Trinity is to appoint consultants to identify parts of the campus to be offered for naming rights, and to seek donors willing to pay for the rights at a yearly rate of €200,000, according to the Irish Times.
It is hoped that the sale of these rights will generate €1 million for the college over the next five years. These funds will come from donors who will pay to have their name or firm’s name on a part of campus for €200,000 a year.
The naming rights scheme does not relate to the new business school, which is currently under construction, according to the Irish Times.
Trinity already receives a substantial proportion of its income from naming rights. In a document presented to the College Board in December 2015 and obtained by The University Times, Trinity’s Commercial Revenue Unit forecasted an income of €5 million from “branding and naming rights” by the 2016/17 financial year.
The documents states that the university, as part of Trinity’s “long-term financial plan”, expects to receive over €5.3 million from such naming and branding rights by the end of the 2018 financial year.
These figures are a significant increase on the money raised by Trinity in previous years through naming and branding rights.

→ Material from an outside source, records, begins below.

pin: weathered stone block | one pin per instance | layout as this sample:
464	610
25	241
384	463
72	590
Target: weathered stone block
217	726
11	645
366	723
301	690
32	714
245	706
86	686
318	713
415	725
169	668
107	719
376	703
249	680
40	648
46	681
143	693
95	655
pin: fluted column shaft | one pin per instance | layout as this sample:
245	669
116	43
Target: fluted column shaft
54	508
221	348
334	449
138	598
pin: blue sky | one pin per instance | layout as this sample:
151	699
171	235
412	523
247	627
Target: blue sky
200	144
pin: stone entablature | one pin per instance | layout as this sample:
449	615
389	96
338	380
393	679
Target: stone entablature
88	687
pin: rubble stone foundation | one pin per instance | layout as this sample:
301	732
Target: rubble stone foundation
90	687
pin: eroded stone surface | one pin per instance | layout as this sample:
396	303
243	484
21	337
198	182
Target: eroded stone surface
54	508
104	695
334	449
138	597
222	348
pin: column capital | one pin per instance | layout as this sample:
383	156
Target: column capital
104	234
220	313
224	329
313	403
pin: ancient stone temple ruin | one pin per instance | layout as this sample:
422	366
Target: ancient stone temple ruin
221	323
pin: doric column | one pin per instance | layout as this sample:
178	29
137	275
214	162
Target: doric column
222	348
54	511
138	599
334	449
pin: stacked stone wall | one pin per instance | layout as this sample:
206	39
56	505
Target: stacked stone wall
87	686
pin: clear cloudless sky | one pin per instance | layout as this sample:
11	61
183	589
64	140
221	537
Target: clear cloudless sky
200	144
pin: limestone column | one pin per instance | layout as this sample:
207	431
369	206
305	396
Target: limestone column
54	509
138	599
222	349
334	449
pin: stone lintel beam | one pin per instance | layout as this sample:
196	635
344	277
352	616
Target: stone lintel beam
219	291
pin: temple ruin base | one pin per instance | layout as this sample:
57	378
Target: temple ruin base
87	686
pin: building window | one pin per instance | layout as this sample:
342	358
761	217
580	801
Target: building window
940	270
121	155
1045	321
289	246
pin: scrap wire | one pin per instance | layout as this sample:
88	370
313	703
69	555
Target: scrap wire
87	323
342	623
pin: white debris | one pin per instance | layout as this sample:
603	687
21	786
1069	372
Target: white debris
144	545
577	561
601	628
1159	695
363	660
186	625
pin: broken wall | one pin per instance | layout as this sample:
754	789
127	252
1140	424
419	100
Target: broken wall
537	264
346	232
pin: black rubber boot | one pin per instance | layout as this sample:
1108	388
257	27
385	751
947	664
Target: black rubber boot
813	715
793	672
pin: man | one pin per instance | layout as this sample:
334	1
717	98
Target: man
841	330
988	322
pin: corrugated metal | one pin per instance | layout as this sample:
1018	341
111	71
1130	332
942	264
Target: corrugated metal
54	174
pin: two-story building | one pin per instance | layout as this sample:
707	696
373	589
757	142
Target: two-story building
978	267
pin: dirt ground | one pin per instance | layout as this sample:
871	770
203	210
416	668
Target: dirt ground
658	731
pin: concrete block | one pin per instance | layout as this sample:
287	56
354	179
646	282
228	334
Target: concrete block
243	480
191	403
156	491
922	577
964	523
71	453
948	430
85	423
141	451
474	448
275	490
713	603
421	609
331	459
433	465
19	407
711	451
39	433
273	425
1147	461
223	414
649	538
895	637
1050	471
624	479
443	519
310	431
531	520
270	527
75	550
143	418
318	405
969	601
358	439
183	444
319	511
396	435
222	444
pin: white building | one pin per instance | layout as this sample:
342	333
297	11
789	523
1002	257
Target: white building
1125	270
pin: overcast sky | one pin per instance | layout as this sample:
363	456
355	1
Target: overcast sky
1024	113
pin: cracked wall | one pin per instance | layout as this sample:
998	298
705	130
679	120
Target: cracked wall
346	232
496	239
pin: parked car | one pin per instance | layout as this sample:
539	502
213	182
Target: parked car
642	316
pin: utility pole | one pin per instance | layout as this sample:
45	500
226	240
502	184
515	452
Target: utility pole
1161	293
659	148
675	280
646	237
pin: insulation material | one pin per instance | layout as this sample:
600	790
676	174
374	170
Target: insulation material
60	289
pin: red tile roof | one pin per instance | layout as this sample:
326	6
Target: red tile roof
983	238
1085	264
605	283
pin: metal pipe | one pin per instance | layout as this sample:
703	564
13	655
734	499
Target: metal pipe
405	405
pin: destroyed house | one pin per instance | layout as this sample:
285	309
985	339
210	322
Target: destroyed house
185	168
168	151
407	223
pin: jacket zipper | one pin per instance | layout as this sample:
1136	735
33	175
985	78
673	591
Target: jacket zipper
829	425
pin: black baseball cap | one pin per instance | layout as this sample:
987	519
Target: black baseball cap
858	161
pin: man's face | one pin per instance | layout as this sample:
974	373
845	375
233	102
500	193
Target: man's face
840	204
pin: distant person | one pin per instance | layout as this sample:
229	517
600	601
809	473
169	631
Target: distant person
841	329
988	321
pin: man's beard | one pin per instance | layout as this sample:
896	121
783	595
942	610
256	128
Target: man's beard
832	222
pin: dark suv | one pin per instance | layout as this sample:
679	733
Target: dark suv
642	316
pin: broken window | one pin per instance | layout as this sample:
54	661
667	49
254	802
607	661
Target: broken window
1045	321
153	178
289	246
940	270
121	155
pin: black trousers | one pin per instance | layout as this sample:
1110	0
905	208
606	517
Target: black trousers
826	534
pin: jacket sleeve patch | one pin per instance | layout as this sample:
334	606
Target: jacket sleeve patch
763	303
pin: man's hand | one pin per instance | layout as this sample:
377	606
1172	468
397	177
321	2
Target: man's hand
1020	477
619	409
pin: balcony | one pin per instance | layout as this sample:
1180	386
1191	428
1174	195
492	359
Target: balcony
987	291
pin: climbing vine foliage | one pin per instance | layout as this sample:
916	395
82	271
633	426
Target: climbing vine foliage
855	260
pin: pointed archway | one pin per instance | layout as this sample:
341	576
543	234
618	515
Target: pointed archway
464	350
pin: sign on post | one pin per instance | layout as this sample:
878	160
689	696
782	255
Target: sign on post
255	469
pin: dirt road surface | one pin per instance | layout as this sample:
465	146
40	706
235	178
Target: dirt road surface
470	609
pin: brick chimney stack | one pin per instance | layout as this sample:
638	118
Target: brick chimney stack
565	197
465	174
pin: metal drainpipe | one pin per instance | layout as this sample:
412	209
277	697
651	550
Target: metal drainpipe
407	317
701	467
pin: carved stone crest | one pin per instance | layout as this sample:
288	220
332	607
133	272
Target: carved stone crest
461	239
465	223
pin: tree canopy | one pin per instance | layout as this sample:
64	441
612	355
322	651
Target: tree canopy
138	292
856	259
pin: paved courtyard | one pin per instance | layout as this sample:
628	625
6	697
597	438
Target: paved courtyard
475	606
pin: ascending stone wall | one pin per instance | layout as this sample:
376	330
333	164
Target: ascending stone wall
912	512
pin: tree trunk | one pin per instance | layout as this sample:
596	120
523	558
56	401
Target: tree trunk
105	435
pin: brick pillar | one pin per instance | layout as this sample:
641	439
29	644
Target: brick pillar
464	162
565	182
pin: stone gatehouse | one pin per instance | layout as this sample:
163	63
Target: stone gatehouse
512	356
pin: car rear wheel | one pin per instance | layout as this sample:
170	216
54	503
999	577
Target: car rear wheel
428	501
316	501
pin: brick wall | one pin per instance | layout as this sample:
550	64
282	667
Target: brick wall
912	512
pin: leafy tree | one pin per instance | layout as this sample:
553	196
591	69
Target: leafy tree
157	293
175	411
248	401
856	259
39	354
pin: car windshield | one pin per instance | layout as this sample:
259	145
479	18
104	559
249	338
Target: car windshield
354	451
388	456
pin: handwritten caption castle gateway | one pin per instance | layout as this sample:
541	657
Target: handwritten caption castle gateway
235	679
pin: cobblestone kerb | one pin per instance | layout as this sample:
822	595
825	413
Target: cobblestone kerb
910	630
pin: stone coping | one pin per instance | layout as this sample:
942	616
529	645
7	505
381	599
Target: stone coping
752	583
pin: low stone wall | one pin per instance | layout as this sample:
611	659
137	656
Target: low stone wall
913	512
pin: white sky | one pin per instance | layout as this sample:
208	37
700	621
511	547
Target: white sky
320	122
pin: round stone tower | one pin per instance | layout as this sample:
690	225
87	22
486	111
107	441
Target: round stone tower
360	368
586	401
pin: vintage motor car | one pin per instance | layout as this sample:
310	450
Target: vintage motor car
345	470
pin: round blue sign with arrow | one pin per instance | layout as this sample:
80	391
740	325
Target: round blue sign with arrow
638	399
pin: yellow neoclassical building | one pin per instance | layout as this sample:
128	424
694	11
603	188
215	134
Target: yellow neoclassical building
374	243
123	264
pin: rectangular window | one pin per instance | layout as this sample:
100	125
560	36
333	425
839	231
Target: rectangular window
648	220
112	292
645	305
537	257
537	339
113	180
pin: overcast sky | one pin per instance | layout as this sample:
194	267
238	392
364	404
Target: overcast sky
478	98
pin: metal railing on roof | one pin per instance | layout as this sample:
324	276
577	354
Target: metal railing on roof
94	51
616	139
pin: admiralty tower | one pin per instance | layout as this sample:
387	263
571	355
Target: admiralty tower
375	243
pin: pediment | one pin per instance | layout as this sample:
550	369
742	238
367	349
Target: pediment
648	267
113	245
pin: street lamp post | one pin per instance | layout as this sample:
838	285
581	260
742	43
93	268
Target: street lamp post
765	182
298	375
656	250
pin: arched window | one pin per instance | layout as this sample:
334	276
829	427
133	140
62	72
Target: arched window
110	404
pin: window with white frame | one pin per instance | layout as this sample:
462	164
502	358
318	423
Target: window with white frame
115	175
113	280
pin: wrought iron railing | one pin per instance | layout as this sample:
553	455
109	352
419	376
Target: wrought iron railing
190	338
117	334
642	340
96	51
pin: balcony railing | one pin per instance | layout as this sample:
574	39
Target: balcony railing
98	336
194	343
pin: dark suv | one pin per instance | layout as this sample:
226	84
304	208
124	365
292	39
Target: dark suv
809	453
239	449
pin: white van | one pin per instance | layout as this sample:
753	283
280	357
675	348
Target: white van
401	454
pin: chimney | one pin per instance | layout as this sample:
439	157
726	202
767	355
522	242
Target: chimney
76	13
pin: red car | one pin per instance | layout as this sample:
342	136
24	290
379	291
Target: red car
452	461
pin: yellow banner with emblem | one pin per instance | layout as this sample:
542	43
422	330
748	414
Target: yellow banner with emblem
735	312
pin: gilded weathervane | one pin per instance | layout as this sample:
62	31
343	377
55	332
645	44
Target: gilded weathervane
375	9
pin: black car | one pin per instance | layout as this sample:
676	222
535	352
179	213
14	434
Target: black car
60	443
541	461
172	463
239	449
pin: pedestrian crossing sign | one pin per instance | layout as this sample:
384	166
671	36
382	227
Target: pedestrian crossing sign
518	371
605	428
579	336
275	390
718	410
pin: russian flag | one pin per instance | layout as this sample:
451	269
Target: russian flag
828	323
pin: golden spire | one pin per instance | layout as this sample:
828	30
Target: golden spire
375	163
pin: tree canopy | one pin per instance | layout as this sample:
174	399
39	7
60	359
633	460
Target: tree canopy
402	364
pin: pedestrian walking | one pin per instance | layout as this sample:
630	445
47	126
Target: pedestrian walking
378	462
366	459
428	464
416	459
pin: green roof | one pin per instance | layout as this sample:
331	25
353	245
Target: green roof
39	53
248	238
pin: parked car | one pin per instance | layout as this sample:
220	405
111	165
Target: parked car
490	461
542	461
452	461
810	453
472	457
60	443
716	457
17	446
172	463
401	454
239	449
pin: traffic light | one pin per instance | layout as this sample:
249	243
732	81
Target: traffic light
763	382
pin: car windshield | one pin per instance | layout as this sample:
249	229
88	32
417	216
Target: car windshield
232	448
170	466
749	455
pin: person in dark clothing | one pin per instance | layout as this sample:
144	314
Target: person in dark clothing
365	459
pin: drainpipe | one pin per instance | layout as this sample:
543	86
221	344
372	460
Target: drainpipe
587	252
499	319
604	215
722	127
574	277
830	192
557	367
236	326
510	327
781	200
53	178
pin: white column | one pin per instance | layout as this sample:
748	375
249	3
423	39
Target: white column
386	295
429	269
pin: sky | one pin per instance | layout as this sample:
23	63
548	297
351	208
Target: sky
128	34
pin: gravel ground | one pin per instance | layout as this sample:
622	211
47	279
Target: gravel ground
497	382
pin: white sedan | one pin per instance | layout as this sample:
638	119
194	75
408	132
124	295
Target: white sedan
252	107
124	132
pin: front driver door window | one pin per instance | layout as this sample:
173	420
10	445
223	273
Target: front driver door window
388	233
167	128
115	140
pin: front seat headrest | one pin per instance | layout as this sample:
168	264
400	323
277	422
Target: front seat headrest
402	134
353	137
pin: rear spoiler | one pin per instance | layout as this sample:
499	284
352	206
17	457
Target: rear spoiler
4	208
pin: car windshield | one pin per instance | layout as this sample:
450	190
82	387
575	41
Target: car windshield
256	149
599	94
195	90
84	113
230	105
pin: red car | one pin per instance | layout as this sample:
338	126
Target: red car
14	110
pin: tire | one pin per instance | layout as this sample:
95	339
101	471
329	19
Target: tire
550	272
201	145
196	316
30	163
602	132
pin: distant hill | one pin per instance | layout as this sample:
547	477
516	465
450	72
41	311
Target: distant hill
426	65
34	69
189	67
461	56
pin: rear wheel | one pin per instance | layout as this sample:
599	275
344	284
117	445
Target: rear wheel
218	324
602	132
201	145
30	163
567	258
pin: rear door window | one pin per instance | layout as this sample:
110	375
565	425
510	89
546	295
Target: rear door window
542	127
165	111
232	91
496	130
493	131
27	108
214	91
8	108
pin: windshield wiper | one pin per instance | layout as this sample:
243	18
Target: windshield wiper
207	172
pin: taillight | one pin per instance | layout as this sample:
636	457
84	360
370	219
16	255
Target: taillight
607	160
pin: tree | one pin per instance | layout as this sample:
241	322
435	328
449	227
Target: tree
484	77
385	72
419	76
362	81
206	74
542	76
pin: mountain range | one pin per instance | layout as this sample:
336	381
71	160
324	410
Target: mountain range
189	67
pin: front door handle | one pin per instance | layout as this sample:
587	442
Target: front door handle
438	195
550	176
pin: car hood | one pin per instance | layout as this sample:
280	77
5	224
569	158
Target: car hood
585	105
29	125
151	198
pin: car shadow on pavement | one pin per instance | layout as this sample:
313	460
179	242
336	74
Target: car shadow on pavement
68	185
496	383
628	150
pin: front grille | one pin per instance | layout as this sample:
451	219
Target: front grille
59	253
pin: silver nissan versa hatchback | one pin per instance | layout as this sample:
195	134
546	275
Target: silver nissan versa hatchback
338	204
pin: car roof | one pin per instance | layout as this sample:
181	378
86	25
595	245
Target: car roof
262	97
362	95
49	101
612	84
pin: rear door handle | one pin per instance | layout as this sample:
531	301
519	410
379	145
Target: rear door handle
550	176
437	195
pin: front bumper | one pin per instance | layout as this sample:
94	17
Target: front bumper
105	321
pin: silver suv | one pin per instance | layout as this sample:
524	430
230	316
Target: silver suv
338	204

In 2013 the figure was only €950,000, with the total raised by the sale of such rights rising to €1.7 million by the end of the 2014 financial year.
There are already several buildings and lecture theatres on campus named after donors who help fund them, such as the O’Reilly institute, which was funded by former Pro-Chancellor of Trinity, Sir Anthony O’Reilly.
Kinsella Hall, better known as the 24-hour library, was opened in 2014 after an undisclosed donation from alumnus Eric Kinsella funded the creation of the space.
The Naughton Institute, Ireland’s first purpose-built nanoscience institute, is named after the founder of Irish firm Glen Dimplex, Martin Naughton. More commonly referred to as the Centre for Research on Adaptive Nanostructures and Nanodevices (CRANN), the €29 million research centre began construction in 2005 after a €5 million donation from Naughton.
Since 2011, state funding to Trinity has decreased dramatically, and over 50 per cent of the university’s funding now comes from non-exchequer sources. This funding comes from a range of sources, including a greater focus on commercialisation and the promotion of Trinity as a tourist and visitor attraction.
Speaking at an address marking his five years as head of Trinity earlier this month, Provost Patrick Prendergast said that “fees, philanthropy and commercial activities” would be the future of the university.
These commercial activities are used to fund a range of activities across college. Trinity’s Department of Sport, for example, has a deal with Bank of Ireland that sees a range of sports activities and clubs receive funding.
College has not yet responded to a request for comment.